Dr Jin Russell, a PhD candidate in the University of Auckland Centre for Longitudinal Research – He Ara Ki Mua, received the Royal Australasian College of Physicians (the RACP) 2016 New Zealand Paediatric Trainee Research Award for Excellence at the Paediatric Society of New Zealand Annual Scientific Meeting held in Tauranga 16-18 November. The competition is held annually to select [Australian] State, Territory and New Zealand representatives to present their research at the RACP Congress the following year.

Jin is an Advanced Trainee in general paediatrics and community child health with the RACP. After graduating MBChB from the University of Auckland in 2007 she spent several years working as a paediatric registrar in the Auckland and Bay of Plenty regions. She is currently completing a PhD in paediatrics at the Centre for Longitudinal Research.

For her doctoral research project “Pathways to healthy development in New Zealand preschool children” Jin is investigating early child health and developmental trajectories and how these early life trajectories may be socially stratified. Her research draws on data collected in New Zealand’s contemporary, longitudinal study of child development Growing Up in New Zealand. This multidisciplinary study is tracking the development of nearly 7,000 children born in 2009-10, in the context of their diverse environments, from before birth through to adulthood.

Jin’s award-winning presentation was entitled "Cumulative socioeconomic disadvantage increases the risk of multi-morbidity in early childhood"

“The research I presented showed that the prevalence of children with multiple chronic conditions (multi-morbidity) in early childhood is much more common than previously reported in the literature,” says Jin. “Most previously published studies have suggested that multi-morbidity in children is relatively uncommon, at a prevalence of 2% or so.
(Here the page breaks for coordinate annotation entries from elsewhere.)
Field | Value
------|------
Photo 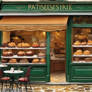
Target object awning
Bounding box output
[0,16,68,31]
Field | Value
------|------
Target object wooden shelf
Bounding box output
[0,47,46,50]
[73,54,92,57]
[1,55,45,59]
[72,45,92,47]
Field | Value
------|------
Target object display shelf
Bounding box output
[2,63,46,65]
[0,47,46,50]
[73,54,92,57]
[72,61,92,63]
[72,45,92,47]
[1,55,45,59]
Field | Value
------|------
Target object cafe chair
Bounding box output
[18,67,31,92]
[0,70,10,92]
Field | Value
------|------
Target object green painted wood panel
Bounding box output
[1,2,92,13]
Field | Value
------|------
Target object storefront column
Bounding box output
[46,32,50,82]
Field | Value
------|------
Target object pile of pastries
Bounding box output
[1,58,46,63]
[74,57,92,62]
[74,49,91,55]
[74,40,92,45]
[2,42,46,48]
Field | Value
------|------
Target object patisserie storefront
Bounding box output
[0,0,92,82]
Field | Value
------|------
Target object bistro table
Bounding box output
[4,70,24,90]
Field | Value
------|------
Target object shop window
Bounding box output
[73,16,92,24]
[72,28,92,63]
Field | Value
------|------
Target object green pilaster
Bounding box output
[66,17,72,82]
[46,32,50,82]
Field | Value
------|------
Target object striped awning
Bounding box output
[0,16,68,32]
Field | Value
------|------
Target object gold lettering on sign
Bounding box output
[28,4,72,11]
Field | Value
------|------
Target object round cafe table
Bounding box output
[4,70,24,90]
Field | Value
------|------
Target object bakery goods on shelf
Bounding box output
[38,52,45,57]
[74,49,83,55]
[40,42,46,47]
[87,40,92,45]
[17,51,25,56]
[9,59,17,63]
[32,42,39,48]
[74,41,81,45]
[26,50,33,56]
[83,50,91,55]
[81,41,87,45]
[32,59,39,63]
[19,58,29,63]
[17,42,30,48]
[2,51,13,56]
[8,42,16,47]
[1,59,7,63]
[40,58,46,63]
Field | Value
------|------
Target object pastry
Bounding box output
[85,58,92,62]
[1,59,7,63]
[8,42,16,47]
[40,42,46,47]
[88,40,92,45]
[81,42,87,45]
[74,41,81,45]
[74,50,83,55]
[19,59,29,63]
[83,50,91,55]
[9,59,17,63]
[32,42,39,48]
[38,52,45,57]
[17,51,25,56]
[26,51,33,56]
[32,59,39,63]
[40,58,46,63]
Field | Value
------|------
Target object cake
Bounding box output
[19,58,29,63]
[26,51,33,56]
[74,41,81,45]
[8,42,16,47]
[81,41,87,45]
[32,42,39,48]
[74,50,83,55]
[40,58,46,63]
[83,50,91,55]
[17,51,25,56]
[40,42,46,47]
[87,40,92,45]
[9,59,17,63]
[32,59,39,63]
[38,52,45,57]
[1,59,7,63]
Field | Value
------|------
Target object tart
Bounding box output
[32,42,39,48]
[38,52,45,57]
[74,41,81,45]
[40,58,46,63]
[9,59,17,63]
[19,59,29,63]
[83,50,91,55]
[17,51,25,56]
[87,40,92,45]
[1,59,7,63]
[8,42,16,47]
[32,59,39,63]
[81,42,87,45]
[26,51,33,56]
[74,50,83,55]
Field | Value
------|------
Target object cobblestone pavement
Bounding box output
[3,85,92,92]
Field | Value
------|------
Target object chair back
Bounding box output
[25,66,31,79]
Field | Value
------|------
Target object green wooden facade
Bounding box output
[0,0,92,82]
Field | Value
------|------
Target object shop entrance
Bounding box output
[50,30,66,83]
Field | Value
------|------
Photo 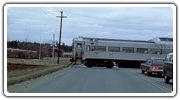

My research shows that one in ten children in the Growing Up in New Zealand cohort experiences multiple chronic conditions.”  

She found that when mothers reported higher levels of social disadvantage, their children were more likely to experience multiple chronic conditions at age two. In contrast to previously reported studies, she showed that the relationship remained statistically significant at the highest level of disadvantage even after taking other possible explanatory factors into account.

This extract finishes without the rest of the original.